Carlos da Maia e Cruges voltaram por estes dias a Sintra, não de break mas de comboio, a peça do Éter no Olga de Cadaval convidava a verem-se retratados. Ao saír da estação, direcção da Vila,e logo os logradouros do Larmanjat,imundos,um rato turista serpenteando.
-Como isto mudou, Carlos- desabafou Cruges, abismado e apossado dum sentimento de tristeza.
-Houve alguma greve,por certo,isto a crise, meu caro....- acautelou o amigo, dando o benefício da dúvida.
Pedantibus calcantibus,seguiram para a Vila, já sem banhos termais,buscando o remanso do velho Hotel Nunes, surpresa das surpresas, no local, em vez de um, dois hotéis:o Tivoli, gémeo daqueles prédios da Porcalhota por onde o comboio passara ,e o Netto. Que teria sucedido? Novo terramoto e nada avisaram para Lisboa? Pois que cenário dantesco de ruína, apetecível para um dramalhão do Garrett ou uma ópera de Wagner, fanático de tragédias.
Perto do palácio, o Eusebiosinho, mais obeso, e o Palma Cavalão passeavam com duas espanholas:
-Pois por cá, meus caros?-atirou com tom malandro Carlos da Maia. Os meus amigos estreitam laços ibéricos em Sintra?...
-Meu caro, nem queira saber. Fomos à Regaleira, coisa nova, daquele merceeiro do Monteiro, o homem enriqueceu e deu-lhe para artista, um espanto, mas estacionar, nem pensar. Parece dia daquele jogo inglês com tudo em ceroulas, o foot-ball.
-E las viviendas, por supuesto, tan preciosas pero tan maltratadas- rematou a Lola, uma das espanholas, agarrando o braço do Palma e sacudindo o leque.
-É como lhe digo, Eusébio, isto mudou muito, mas há muita coisa a precisar de obras. Isto quer é um Fontes! -elevou a voz o Palma, beliscando o traseiro da Lola, dengosa.

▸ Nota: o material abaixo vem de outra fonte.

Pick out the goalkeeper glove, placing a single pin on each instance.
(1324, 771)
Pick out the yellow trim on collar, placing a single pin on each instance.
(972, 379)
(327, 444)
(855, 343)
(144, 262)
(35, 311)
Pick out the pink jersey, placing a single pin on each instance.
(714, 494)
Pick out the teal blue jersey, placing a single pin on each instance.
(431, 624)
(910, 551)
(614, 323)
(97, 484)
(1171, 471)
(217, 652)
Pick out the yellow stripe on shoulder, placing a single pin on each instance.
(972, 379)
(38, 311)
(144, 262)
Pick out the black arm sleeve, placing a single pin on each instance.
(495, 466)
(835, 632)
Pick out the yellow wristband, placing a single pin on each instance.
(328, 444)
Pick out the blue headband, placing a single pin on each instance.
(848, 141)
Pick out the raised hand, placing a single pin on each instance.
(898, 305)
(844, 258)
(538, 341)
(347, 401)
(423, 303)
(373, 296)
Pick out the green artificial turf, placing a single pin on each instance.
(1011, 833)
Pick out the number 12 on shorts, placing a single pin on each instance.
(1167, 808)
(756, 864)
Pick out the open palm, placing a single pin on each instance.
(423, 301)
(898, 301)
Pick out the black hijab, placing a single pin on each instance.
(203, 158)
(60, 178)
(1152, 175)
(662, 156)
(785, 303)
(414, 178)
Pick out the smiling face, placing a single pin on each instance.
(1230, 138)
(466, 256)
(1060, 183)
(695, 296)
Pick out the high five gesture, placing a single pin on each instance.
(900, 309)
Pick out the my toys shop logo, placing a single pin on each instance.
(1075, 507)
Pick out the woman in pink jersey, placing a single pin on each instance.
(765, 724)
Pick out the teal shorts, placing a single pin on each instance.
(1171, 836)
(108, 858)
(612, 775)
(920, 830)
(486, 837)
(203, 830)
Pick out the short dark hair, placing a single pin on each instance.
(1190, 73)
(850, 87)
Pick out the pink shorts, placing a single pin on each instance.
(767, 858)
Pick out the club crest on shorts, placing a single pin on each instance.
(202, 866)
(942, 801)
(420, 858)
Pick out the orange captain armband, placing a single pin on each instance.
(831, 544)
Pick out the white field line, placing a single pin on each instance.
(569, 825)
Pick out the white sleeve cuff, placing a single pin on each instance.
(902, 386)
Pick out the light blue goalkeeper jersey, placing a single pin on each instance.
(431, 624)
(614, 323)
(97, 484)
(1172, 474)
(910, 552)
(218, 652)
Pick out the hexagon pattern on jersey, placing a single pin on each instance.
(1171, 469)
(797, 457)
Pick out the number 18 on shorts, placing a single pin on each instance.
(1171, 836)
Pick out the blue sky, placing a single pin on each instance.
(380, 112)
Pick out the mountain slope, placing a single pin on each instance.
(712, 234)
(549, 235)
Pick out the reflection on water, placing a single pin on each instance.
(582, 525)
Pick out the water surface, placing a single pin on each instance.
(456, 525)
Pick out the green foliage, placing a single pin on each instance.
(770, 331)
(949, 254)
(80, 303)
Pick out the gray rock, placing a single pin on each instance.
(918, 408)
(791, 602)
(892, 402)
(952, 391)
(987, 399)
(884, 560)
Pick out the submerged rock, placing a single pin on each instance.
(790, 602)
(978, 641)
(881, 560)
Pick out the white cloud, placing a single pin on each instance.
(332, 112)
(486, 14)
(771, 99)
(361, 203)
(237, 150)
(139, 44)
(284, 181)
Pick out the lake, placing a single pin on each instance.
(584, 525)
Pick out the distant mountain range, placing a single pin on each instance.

Passada a cascata, nos Pisões, heras e musgos em verde orvalhar, surgiu Tomás de Alencar, o velho poeta e amigo do pai de Carlos, que se juntou ao grupo num passeio a Seteais, bons tempos , já passados.Escondida pelo Sobreiro dos Fetos ,a Quinta do Relógio do tratante do Monte Cristo, fechada e abandonada,salteadores por certo, opinava o Alencar.
-Parece que vão comprar isto.Será para algum hotel? -questionou o Cruges.
-Olhe, cá pra mim eu abria era um centro para artistas, era bom para si,à sombra da serra... -alvitrou o Eusebiosinho.
-E pedia apoio ao Paes do Amaral, ele vai mudar-se para cá, sabia? Isto os negócios do tabaco…Vai dali sair uma verdadeira mansão!
-Agora já não é tabaco! Você não lê jornais, ó Eusébio ?Não sabe o que é o PSI-20?-atalhou Carlos da Maia.
Na verdade, ao chegarem a Seteais, Cruges sentiu-se prostrado com aquilo que lhe foi dado ver.Dum pequeno anexo de jardim nascia qual míscaro gigante um solar imponente e tumefacto.Só ao Alencar, lunático, lhe deu para fazer um soneto à beleza de Sintra e a sua exuberância, esquecendo o tumor por instantes.
Na impossibilidade duma burricada, por falta de asnos,decidiram- se a ver o novo bairro da Estefânea, em carruagem e lá foram os cinco, Carlos optou por procurar Maria Eduarda, na verdade o verdadeiro motivo da vinda a Sintra.
Mal chegados, cenário caquético: lojas chinesas vendendo traquitanas, casas antes solarengas agora em ruínas, lixo transbordando de contentores e esvoaçando qual ciclone, tudo arrastando, bancos por todo o lado. Era engano com certeza.
-Diga-me amigo, nós queríamos ir era ao bairro novo, o dedicado à rainha D.Estefânea, não era aqui…-atalhou o Cruges, puxando o braço do carroceiro.
-E onde pensa vomecê que está?É memo aqui!
-Pois….-disse o Cruges, abanando a cabeça, conformado.Já suspeitava.
-Olhem, sabem que mais ? Vamos mas é para Lisboa, que há novidades para o lado da R. dos Condes.- rematou o Palma Cavalão, maroto,alisando o bigode. E retornando à Vila, pegaram Carlos da Maia, que procurava romper no meio da horda dos turistas e volveram à capital.
Ao longe, a silhueta milenar dos Mouros continuava perene sentinela, coisa do mundo de Deus. Do mundo dos homens muito mudara em Sintra, umas boas outras novas, mas as novas não eram boas e as boas não eram novas.
-Isto quer é um Fontes!- ainda repetiu despeitado o Cruges, empunhando a bengala.